For the physical side of walking, the Activity is called Moving around. Consider your ability to manage the distances on the claim form “as often as reasonably required”. This is the definition of ‘repeatedly’; without this, it is easy to think of it as doing the distance over and over again, but this is not what is meant. Think about the after effects of walking, the necessary recovery. Perhaps you take active steps to avoid two lots of walking on the same day.
How having the right advice can help
There are PIP regulations and Upper Tribunal case law that are helpful, but that is unlikely to help at the claim stage. Working with an experienced adviser will help; they will have an understanding of the problems that you face, even though no two people are affected in the same way. They will know what is relevant, what questions to ask you that you might not think to ask yourself, and will have an understanding of the law and case law that should influence what goes into your form, even if this would be more relevant if you had to challenge the decision made on your claim.

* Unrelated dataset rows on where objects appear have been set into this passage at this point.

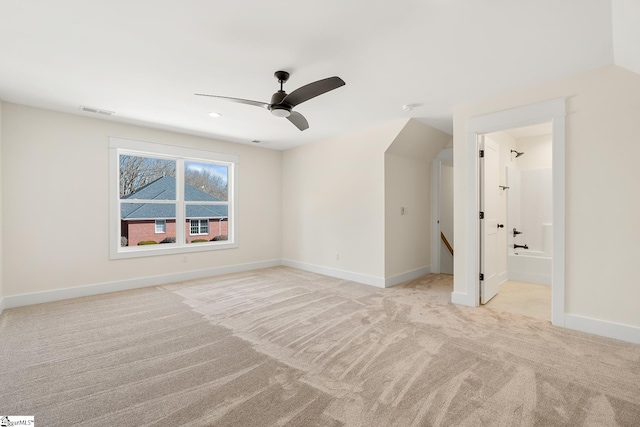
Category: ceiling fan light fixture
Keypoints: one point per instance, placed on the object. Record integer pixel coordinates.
(280, 111)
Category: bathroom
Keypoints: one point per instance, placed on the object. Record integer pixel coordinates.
(525, 204)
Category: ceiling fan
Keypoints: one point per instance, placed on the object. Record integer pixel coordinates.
(282, 103)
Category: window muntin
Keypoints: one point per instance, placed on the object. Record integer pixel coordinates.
(185, 192)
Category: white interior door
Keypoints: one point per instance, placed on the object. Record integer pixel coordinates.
(489, 175)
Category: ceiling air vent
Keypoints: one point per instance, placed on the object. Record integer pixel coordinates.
(96, 111)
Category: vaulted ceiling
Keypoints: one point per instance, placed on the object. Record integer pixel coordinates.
(145, 59)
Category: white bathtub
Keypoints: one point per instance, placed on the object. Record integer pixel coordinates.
(529, 266)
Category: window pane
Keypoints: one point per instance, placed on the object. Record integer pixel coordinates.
(205, 182)
(207, 223)
(161, 226)
(147, 178)
(139, 222)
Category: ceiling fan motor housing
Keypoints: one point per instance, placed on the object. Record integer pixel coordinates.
(277, 109)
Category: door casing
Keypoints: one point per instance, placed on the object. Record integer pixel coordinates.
(553, 111)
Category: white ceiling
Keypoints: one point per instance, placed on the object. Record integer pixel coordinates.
(144, 59)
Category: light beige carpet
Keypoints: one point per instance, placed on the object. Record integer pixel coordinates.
(285, 347)
(523, 298)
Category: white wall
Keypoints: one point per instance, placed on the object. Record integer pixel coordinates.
(1, 204)
(408, 175)
(407, 237)
(333, 203)
(537, 152)
(602, 200)
(55, 170)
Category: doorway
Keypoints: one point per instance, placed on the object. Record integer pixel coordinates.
(550, 111)
(524, 213)
(442, 252)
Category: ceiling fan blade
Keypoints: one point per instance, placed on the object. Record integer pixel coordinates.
(238, 100)
(312, 90)
(298, 120)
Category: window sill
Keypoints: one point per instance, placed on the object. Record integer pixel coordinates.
(168, 249)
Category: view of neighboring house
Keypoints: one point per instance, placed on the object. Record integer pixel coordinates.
(141, 222)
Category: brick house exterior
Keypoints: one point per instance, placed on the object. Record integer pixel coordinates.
(138, 220)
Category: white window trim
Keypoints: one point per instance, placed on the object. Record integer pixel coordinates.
(128, 146)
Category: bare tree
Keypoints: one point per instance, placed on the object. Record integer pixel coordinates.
(136, 172)
(208, 182)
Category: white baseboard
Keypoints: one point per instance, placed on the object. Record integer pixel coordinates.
(503, 277)
(409, 275)
(461, 299)
(143, 282)
(379, 282)
(603, 328)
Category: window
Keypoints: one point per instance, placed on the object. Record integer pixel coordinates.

Your adviser will (or should, in our view) prepare you for your assessment, providing advice on do’s and don’ts, mistakes that others have made before you, explain the running order during the assessment and make sure that you are clear about what that assessor needs to hear and understand if they are to come to the same conclusion about entitlement that they did when helping you to complete your form.
Preparing to claim
Steps that you might take in the weeks and months before you make your claim might include making sure that your GP is up to date on how you are affected (not just the big things, but what you may see as the lesser symptoms of poor memory, fibro fog and your concentration being affected), see if they will refer you to a specialist where this has not already been done, have your medication reviewed and contact your local authority to ask for an occupational therapy assessment to be carried out. Please remember to ask for a copy of their assessment as this could be supportive of your claim. Read it both to see what help and support it contains, and to see if there is information that would undermine what you have claimed. The same applies to the full assessment report from ESA or universal credit, if this has been claimed; the test is different, but that assessor’s findings may be supportive. Give them a call to request the report.
Having done all that you reasonably can, you should expect to have to ask for a mandatory reconsideration of the decision, and to appeal the decision if you are still unhappy. Hope for the best, but prepare for the worst, as they say. Realistically, you may well have to appeal to an independent tribunal to get the right outcome. Your adviser will be able to work out with you just what that right outcome is; without that advice, it can be very difficult for a claimant to know what to accept from the Department, and what to challenge.